Amri nach Anschlag nicht vor Moschee gefilmt

Ermittler waren bislang davon ausgegangen, dass Amri in Berlin oder Nordrhein-Westfalen untergetaucht ist – in den beiden Bundesländern also, in denen er in Deutschland größtenteils gelebt hatte. Berichte, wonach der Gesuchte nur wenige Stunden nach dem Anschlag auf den Weihnachtsmarkt am Breitscheidplatz von einer Überwachungskamera vor einer Berliner Moschee gefilmt worden sein soll, hat das Berliner Landeskriminalamt (LKA) inzwischen zurückgewiesen. Demnach zeigen die Bilder nicht Amri, wie Berlins Innensenator Andreas Geisel mit Verweis auf entsprechende LKA-Angaben in einer Sitzung des Landesinnenausschusses mitteilte.

Italien war für den Tunesier vertrautes Terrain.

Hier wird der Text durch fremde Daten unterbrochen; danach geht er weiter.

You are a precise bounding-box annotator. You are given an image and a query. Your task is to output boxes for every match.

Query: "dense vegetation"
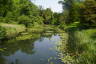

Vor seiner Ankunft in Deutschland im Juli 2015 hatte er mehrere Jahre in Italien verbracht, wurde dort wegen mehrerer Delikte belangt und bis Mai 2015 inhaftiert. Amri fiel mehrfach gewalttätig auf, Berichten zufolge radikalisierte er sich in einem Gefängnis in Sizilien. Als er nicht abgeschoben werden konnte, wurde er auf freien Fuß gesetzt. In Deutschland dann fiel Amri ebenfalls den Strafverfolgern auf. Er wurde als sogenannter Gefährder eingestuft und zeitweise überwacht. Im Dezember 2016 verloren die Behörden dann allerdings seine Spur – und fanden sie erst wieder, als sie seine Geldbörse in dem Sattelschlepper auf dem Breitscheidplatz fanden.